Weeks before the pandemic arrived in St. Louis, people throughout the region worried about how it would ravage the community.
Reports from across the globe warned how rapidly the viral infectious disease could spread, and how deadly it had proven for even the healthiest among us. When the pandemic reached St. Louis, area public officials agreed that bold measures needed to be taken, including swiftly closing businesses, schools, churches, movie theaters and other institutions to slow the spread.
This was how St. Louis public health officials and elected officials responded to the Spanish Flu more than 100 years ago. When the worst of the pandemic was over, some 675,000 Americans had been lost to the Spanish Flu, with the worldwide death toll between 50 and 100 million. Due to the quick and bold action of St. Louis public health commissioner Dr. Max C. Starkloff and Mayor Henry Kiel, though, the St. Louis area was spared the kinds of staggering losses suffered in cities such as Philadelphia.
Amid the COVID-19 virus outbreak, reflecting on historical events including the 1918 pandemic shows how St. Louis overcame a major public health crisis once — and how the community is banding together to overcome the current threat today. That approach is at the heart of the Missouri Historical Society’s new #upliftingSTL social media campaign, which seeks to spotlight positive stories from St. Louis’ history during this time of fear and uncertainty.
Jody Sowell, Ph.D., managing director of strategic initiatives with the Missouri Historical Society, says that St. Louis’ response to the Spanish Flu more than a century ago is one such inspirational moment in the city’s long and storied history.
“It’s almost hard to realize how frightening this was in 1918,” Sowell says. “Many cities, most famously Philadelphia, were incredibly slow to take action against the pandemic. Some people thought it was overblown, some people said, ‘It’s just the flu; why are we reacting this way?’ St. Louis famously shut down its public facilities much sooner, put shelter-in-place regulations in place much sooner than other cities, and saw the results.”
The historical society’s #upliftingSTL campaign touches on events both big and small from the city’s past. Just a few of the major events explored in the series are the great fire in 1849 — which unfolded during a global cholera epidemic — tornadoes that bruised the city at various points in its history and the devastation caused by the flood of 1993.
Not all of the historical stories shared through the campaign are focused on sweeping or defining moments, though — some highlight the contributions of everyday heroes.
“There are a lot of heroes in St. Louis’ past, and that’s one thing we do through this series, we introduce you to those people who believe so much in what they’re fighting for that they’re often willing to risk their lives to make this a better place,” Sowell says. “You will find stories of people who ran into fires to rescue people. You will learn about how St. Louis responded to the Great Depression, and how places that you see in Forest Park, including the waterfalls and the Jewel Box, were part of the response to the Great Depression. You will learn also about stories of people who were fighting for equality, whether that’s racial equality or gender equality, facing those tough moments and not letting them defeat us.”
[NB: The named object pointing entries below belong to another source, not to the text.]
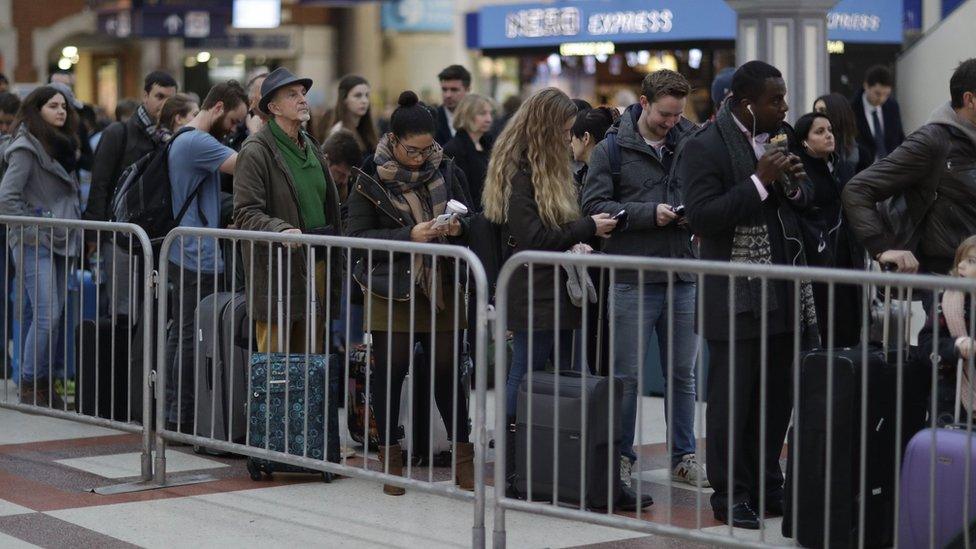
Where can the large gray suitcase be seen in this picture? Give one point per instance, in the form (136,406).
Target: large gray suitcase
(578,442)
(221,388)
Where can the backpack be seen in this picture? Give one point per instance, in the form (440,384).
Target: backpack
(144,195)
(5,141)
(613,155)
(493,246)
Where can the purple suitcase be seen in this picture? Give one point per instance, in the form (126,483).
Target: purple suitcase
(950,481)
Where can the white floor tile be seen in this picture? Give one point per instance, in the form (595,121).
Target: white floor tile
(7,509)
(346,513)
(129,465)
(773,532)
(10,542)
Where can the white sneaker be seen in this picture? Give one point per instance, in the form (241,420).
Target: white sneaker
(626,471)
(690,471)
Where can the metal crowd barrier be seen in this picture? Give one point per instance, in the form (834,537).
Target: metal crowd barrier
(202,399)
(837,491)
(89,352)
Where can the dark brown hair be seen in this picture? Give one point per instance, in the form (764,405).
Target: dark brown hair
(180,104)
(841,119)
(365,131)
(230,93)
(663,83)
(29,116)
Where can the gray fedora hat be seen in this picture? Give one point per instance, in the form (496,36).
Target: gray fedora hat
(279,78)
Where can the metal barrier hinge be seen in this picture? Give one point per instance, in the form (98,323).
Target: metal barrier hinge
(154,282)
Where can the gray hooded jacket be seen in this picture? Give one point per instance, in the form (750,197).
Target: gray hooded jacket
(36,185)
(644,183)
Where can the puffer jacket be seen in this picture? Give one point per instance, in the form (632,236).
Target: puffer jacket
(935,170)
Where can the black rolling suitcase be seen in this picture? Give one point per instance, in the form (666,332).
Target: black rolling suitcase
(601,451)
(221,386)
(104,387)
(845,481)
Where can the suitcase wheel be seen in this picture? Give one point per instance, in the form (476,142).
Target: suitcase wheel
(253,470)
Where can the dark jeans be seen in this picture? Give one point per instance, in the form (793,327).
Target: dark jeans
(183,350)
(745,416)
(394,352)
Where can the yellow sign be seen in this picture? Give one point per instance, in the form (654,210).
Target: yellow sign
(586,48)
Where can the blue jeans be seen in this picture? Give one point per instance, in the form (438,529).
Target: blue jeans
(43,275)
(543,347)
(628,328)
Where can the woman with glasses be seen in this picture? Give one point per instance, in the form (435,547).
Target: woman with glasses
(399,194)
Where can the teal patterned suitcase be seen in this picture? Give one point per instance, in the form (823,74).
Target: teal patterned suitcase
(280,390)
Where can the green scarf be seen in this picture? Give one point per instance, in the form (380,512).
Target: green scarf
(307,173)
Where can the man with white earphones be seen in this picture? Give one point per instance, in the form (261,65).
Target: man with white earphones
(741,187)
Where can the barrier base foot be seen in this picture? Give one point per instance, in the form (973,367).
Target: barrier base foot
(144,485)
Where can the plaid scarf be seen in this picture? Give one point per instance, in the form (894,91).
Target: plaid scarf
(751,241)
(420,195)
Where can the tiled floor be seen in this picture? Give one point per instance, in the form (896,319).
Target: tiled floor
(48,468)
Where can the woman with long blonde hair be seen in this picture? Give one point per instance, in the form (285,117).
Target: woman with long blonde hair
(530,190)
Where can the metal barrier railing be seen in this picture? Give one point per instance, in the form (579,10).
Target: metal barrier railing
(850,412)
(275,280)
(75,343)
(900,495)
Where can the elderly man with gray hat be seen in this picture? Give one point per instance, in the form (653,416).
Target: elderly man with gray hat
(282,184)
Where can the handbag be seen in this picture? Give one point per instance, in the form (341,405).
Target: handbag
(386,279)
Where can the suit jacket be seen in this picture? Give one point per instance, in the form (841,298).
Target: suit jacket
(443,134)
(891,119)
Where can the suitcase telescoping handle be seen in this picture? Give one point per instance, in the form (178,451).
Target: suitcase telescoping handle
(281,304)
(889,267)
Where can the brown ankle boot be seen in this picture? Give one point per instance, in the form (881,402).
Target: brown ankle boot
(464,451)
(395,455)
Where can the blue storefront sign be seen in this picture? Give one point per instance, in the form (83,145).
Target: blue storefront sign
(417,15)
(641,21)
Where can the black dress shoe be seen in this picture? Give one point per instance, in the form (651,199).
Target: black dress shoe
(774,505)
(627,501)
(742,516)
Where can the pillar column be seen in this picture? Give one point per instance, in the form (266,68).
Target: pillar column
(931,14)
(792,36)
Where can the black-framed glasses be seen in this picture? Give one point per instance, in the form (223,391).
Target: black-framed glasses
(414,152)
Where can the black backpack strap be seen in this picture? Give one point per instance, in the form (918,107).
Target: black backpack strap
(613,155)
(196,191)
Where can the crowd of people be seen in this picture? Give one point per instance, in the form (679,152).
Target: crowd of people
(841,187)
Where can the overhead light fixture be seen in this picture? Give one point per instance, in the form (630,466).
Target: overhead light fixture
(580,49)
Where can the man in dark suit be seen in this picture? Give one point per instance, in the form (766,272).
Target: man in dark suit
(737,204)
(878,115)
(455,84)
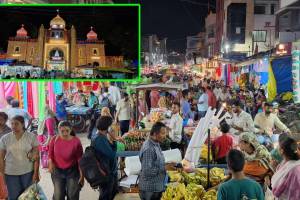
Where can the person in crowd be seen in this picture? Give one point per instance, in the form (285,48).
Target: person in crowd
(239,187)
(266,123)
(106,150)
(186,106)
(15,110)
(241,120)
(217,92)
(258,158)
(114,96)
(286,180)
(212,101)
(93,100)
(4,128)
(65,152)
(123,114)
(61,104)
(202,103)
(175,127)
(222,145)
(19,158)
(154,98)
(153,172)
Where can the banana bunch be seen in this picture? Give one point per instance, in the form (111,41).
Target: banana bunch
(194,192)
(175,176)
(210,195)
(217,175)
(204,153)
(174,192)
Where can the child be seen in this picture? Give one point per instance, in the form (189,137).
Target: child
(222,145)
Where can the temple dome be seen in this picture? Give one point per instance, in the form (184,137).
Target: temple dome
(92,35)
(57,22)
(22,32)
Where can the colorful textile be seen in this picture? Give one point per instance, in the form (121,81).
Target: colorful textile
(286,180)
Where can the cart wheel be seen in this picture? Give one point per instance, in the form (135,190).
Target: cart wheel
(78,123)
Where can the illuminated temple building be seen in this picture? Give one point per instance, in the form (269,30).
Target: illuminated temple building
(57,48)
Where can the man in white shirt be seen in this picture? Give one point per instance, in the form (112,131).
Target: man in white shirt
(241,120)
(15,110)
(175,126)
(202,103)
(266,122)
(114,95)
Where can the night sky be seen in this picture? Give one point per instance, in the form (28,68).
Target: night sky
(117,26)
(174,19)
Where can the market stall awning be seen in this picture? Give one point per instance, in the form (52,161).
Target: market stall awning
(246,63)
(160,86)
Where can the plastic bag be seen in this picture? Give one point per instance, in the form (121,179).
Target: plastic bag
(33,192)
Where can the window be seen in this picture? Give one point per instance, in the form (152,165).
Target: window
(259,36)
(273,8)
(17,49)
(260,9)
(95,52)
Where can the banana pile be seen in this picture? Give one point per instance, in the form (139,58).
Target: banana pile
(178,191)
(210,195)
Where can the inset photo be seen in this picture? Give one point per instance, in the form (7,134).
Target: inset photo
(70,42)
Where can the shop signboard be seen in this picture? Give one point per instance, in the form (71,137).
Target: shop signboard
(296,72)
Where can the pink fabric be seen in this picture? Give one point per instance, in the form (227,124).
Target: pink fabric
(154,97)
(51,96)
(65,153)
(35,97)
(289,187)
(50,124)
(212,101)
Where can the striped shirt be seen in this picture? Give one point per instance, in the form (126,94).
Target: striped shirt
(153,171)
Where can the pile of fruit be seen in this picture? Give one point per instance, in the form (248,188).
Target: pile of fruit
(217,175)
(134,140)
(178,191)
(156,117)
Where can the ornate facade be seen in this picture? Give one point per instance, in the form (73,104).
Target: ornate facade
(57,48)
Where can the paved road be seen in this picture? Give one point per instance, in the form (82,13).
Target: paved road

Today, examples of small yet meaningful acts of kindness and unity featured in the #upliftingSTL campaign range from children writing positive messages in colorful sidewalk chalk to inspire their neighbors, Sowell says, to two local health care workers who postponed their wedding to treat COVID-19 patients.
– Jody Sowell, Ph.D.
Through its new “Stories of the Pandemic” digital archive, the museum is cataloging the stories of how St. Louisans are responding today in order to capture this moment in time for posterity. People throughout the community are encouraged to share their stories of living through the COVID-19 virus with the museum for inclusion in the digital archive. Sowell describes the submissions received so far as “amazing snapshots of the history we’re living through today,” and plans to include them in exhibits in the future, when the time is right to reflect on the current pandemic.
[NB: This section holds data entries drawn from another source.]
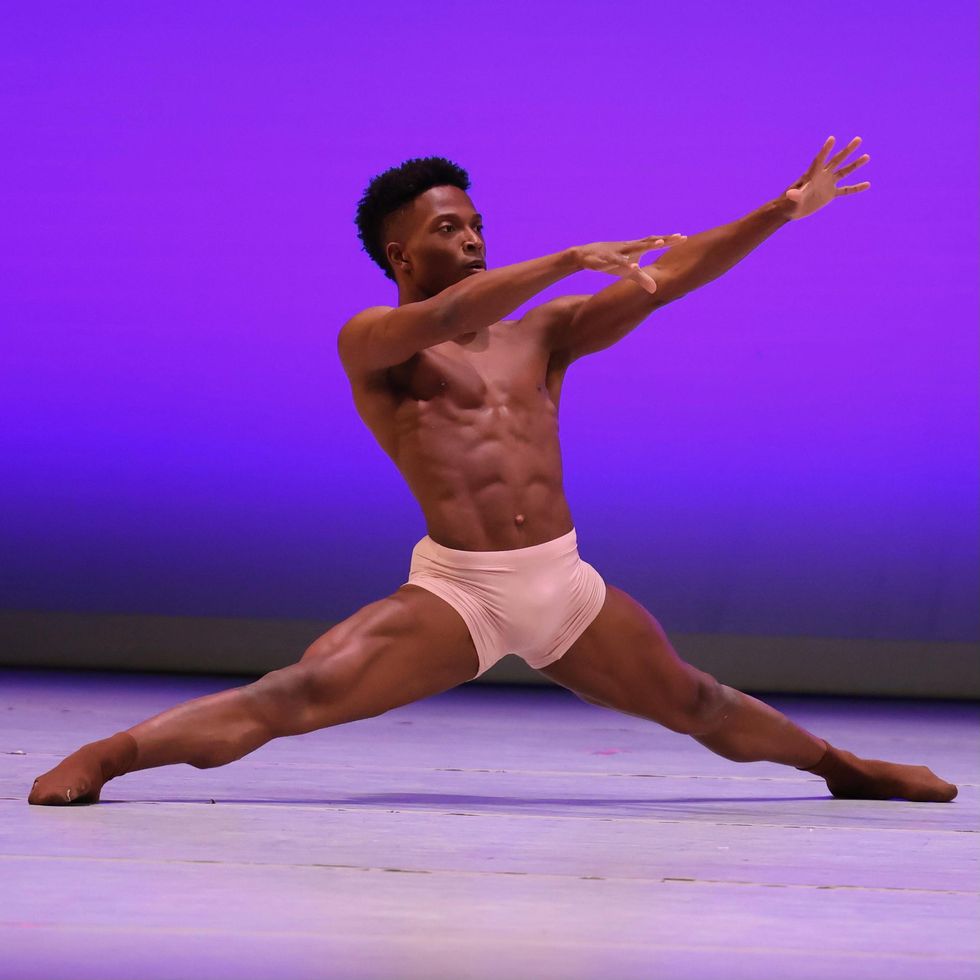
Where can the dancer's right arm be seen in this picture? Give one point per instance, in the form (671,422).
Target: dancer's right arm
(382,336)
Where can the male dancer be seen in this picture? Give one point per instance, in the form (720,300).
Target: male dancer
(466,404)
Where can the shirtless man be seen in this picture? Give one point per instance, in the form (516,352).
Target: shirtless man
(466,405)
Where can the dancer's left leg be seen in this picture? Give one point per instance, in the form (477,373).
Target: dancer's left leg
(625,661)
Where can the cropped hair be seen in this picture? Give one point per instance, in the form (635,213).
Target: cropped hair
(394,189)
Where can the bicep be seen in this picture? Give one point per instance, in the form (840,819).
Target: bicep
(383,336)
(560,313)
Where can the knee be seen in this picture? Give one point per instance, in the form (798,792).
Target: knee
(704,709)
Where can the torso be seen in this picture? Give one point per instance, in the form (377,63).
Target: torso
(472,425)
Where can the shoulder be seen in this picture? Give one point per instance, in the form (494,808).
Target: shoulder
(555,316)
(358,323)
(352,332)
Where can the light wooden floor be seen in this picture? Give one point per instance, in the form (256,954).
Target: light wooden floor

“I think the stories that we’ve shared from the past and the stories that we’re recording today, what unites them is the amazing resiliency of this community and its people,” Sowell says. “These are amazing stories that help you realize that, yes, it’s difficult, what we’re going through right now. It’s incredibly tough to stay at home. It’s incredibly sad to lose a job or lose a loved one, but we will get through this.”